The Tableau dashboard was created as a single-page dashboard that combines all five visualizations into one layout. I organized the dashboard so that the numerical charts appear toward the top and the categorical summaries appear below them. This layout helps the viewer first understand the numerical characteristics of the customers and then move into the demographic categories.
The dashboard title is “Bank Marketing Customer Analysis Dashboard,” which clearly states the topic of the project. Each individual chart also has a descriptive title, such as “Customer Age Distribution,” “Age vs. Account Balance,” “Occupation Distribution,” “Education Levels,” and “Marital Status Distribution.” I also shortened several axis labels to make the dashboard cleaner and easier to read. For example, the histogram uses “Customers” as the y-axis label, and the scatter plot uses “Balance” as the y-axis label.
The visual design uses a simple and consistent color style. The histogram, scatter plot, occupation bar chart, and marital status bar chart use the same blue color, which gives the dashboard a consistent appearance. The education pie chart uses multiple colors because it represents different education categories. I avoided adding unnecessary colors so that the dashboard would remain clean and easy to interpret.
A Tableau Story Point was also created to introduce the dashboard. The story point explains that the dashboard examines customer demographics in a bank marketing campaign and tells viewers that they can select values in the charts to filter the remaining visualizations. This story point gives context before the viewer interacts with the dashboard and helps connect the visualizations to the overall purpose of the project.
One of the most important parts of this dashboard is that the charts are connected to one another. I added dashboard actions so that selecting a category or mark in one chart updates the other charts.
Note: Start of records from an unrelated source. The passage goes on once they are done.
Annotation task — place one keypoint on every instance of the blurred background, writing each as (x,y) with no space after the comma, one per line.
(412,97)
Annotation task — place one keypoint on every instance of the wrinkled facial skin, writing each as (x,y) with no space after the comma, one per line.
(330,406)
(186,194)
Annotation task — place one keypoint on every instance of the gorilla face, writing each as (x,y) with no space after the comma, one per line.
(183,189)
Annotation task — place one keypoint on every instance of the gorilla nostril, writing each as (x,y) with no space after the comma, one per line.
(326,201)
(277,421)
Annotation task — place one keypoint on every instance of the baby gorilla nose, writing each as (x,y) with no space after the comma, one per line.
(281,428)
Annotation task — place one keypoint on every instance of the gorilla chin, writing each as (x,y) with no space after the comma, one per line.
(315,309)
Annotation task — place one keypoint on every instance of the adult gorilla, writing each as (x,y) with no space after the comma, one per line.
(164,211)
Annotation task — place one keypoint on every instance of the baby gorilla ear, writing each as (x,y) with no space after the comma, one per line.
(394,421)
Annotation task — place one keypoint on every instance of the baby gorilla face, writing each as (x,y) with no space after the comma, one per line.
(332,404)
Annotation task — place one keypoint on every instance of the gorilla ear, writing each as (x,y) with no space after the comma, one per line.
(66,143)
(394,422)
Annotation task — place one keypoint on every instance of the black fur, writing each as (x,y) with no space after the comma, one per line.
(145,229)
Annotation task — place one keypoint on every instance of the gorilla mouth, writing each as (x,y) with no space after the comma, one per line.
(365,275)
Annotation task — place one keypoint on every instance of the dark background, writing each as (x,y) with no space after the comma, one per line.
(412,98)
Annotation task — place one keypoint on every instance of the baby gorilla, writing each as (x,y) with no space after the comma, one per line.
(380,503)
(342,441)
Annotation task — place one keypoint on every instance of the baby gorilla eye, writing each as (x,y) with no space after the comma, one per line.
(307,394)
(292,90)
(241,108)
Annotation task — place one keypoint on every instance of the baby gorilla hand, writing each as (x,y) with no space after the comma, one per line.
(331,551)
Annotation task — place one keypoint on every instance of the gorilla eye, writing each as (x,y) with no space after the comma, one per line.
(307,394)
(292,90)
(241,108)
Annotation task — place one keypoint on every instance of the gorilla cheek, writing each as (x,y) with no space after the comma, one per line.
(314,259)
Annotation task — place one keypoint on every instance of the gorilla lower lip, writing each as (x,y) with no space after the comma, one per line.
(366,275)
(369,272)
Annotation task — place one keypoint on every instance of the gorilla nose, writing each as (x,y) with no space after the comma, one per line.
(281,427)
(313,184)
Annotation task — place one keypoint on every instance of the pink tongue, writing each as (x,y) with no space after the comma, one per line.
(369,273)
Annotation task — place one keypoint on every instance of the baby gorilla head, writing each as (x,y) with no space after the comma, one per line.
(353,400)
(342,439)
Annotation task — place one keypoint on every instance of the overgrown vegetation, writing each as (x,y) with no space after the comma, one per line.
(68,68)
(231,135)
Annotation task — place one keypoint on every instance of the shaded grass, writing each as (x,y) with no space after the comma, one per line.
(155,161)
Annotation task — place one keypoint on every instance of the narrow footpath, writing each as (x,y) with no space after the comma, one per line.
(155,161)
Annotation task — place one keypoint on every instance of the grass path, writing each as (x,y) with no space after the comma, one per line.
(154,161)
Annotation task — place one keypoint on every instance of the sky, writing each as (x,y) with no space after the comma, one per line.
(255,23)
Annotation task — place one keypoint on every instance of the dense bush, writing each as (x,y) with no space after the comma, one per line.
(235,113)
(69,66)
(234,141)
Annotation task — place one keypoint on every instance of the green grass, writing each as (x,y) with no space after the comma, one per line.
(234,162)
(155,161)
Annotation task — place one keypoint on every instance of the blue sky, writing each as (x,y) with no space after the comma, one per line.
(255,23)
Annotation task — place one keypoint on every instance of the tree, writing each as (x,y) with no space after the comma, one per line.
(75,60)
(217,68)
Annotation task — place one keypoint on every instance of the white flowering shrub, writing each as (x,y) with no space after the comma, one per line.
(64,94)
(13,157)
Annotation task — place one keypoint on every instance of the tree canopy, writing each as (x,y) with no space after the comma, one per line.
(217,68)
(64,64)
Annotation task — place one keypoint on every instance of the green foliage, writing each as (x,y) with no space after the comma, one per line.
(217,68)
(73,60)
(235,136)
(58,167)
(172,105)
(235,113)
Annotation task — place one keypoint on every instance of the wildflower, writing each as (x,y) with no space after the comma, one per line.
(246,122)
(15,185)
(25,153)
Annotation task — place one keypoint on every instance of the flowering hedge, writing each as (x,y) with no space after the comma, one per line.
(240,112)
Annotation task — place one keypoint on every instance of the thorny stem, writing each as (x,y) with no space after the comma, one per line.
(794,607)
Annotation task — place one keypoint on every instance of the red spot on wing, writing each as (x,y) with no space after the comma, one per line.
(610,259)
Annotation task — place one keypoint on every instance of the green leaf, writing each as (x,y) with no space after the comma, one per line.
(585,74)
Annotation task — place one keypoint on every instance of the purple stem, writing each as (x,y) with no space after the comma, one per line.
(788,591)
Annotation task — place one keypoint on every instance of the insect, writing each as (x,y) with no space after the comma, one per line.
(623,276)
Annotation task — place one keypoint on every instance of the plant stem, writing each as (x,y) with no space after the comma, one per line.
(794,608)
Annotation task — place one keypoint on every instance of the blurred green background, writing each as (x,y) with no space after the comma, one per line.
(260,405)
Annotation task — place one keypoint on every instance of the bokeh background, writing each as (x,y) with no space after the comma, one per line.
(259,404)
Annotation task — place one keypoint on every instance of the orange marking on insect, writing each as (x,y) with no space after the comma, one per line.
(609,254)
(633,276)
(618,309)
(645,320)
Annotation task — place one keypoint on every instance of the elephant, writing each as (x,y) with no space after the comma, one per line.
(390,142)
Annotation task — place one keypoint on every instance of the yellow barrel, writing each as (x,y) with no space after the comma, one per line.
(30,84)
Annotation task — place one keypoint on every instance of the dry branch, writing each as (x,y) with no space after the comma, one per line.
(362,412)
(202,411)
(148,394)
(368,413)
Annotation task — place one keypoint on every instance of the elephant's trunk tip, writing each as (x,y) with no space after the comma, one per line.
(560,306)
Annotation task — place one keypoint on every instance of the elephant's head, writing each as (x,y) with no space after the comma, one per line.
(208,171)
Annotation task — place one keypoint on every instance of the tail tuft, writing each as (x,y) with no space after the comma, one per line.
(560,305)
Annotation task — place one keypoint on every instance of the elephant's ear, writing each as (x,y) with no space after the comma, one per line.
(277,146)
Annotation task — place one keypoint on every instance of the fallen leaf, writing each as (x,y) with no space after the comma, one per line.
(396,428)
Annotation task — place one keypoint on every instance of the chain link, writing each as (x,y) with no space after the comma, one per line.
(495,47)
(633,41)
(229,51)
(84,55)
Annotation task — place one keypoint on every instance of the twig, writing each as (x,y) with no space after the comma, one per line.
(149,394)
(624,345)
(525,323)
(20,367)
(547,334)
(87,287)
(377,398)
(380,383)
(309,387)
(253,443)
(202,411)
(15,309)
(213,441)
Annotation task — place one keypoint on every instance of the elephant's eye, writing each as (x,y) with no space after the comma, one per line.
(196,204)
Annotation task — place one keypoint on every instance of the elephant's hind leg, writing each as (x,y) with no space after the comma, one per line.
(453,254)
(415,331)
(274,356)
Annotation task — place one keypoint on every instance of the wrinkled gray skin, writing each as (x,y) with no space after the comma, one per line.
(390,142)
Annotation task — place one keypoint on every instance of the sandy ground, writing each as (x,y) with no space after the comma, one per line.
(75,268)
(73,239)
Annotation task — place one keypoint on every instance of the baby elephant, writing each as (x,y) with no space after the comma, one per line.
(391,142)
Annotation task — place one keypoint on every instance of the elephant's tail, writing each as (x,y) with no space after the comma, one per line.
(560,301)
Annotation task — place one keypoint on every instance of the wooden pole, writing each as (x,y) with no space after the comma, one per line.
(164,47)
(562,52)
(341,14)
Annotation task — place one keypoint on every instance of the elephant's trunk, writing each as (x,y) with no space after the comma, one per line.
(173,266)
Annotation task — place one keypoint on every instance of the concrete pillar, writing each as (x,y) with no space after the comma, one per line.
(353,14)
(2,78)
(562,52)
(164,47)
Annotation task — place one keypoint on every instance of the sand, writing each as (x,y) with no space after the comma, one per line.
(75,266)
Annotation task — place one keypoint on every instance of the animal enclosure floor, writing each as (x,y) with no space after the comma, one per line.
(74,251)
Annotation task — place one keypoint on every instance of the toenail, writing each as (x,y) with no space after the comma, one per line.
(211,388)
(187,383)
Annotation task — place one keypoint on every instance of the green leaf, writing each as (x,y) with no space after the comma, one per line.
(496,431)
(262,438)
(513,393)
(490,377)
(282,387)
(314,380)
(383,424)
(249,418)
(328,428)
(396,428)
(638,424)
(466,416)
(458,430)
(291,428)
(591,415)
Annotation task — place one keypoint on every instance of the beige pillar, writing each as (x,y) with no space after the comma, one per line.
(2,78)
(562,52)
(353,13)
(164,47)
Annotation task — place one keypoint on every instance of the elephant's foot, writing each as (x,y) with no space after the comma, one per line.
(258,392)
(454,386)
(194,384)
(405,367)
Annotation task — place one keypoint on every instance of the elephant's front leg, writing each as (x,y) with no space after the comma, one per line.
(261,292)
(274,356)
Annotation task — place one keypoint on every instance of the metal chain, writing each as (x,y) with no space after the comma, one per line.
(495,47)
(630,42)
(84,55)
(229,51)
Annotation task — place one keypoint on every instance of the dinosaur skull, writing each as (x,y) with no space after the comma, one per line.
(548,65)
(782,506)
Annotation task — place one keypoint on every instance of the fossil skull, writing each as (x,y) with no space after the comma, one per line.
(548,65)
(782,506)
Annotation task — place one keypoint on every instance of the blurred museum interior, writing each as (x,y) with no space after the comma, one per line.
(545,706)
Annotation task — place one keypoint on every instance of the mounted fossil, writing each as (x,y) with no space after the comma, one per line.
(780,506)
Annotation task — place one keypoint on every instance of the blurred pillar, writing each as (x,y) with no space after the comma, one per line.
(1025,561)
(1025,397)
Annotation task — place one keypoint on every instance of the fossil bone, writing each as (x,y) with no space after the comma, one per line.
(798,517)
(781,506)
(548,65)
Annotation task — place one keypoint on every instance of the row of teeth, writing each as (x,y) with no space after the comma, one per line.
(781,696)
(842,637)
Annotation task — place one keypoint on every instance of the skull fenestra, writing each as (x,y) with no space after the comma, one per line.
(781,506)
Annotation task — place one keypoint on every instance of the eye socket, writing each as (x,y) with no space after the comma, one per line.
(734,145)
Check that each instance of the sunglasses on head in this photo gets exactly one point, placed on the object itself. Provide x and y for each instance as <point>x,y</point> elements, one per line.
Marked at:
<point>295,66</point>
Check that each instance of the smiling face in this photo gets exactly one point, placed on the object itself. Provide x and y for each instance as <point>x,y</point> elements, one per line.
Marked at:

This satisfies the reactive dashboard requirement because the visualizations are not independent; they respond to the user’s selections.
For example, clicking a slice in the education pie chart filters the age distribution, scatter plot, occupation chart, and marital status chart to only show customers in that education group. Clicking an occupation in the occupation bar chart also updates the other visualizations. This allows users to explore questions such as how age distributions differ across occupations or how marital status varies among customers with different education levels.
This interactivity supports the main purpose of the project because it helps the viewer explore the customer population in more detail. Instead of only presenting summary charts, the dashboard lets the viewer interact with the data and examine patterns across customer groups.
The Tableau Story Point and Dashboard were published on Tableau Public. The interactive story point is embedded below.
\Overall, this project shows how Tableau can be used to create an interactive dashboard that communicates a clear data story. The dashboard uses both numerical and categorical variables to describe the customer population in the Bank Marketing dataset. The age histogram shows that most customers are between about 30 and 50 years old, while the scatter plot shows that account balances vary across age groups and include several high-balance outliers. The categorical charts show that blue-collar and management occupations are the largest occupational groups, secondary education is the most common education level, and married customers make up the largest marital status group.
The final dashboard meets the project requirements by including multiple chart types, descriptive titles, axis labels, informative captions, and interactive filtering. The Tableau Story Point adds context to the dashboard and explains how the viewer can interact with the visualizations. Together, the dashboard and story point provide a clear and organized summary of the customer characteristics represented in the bank marketing data.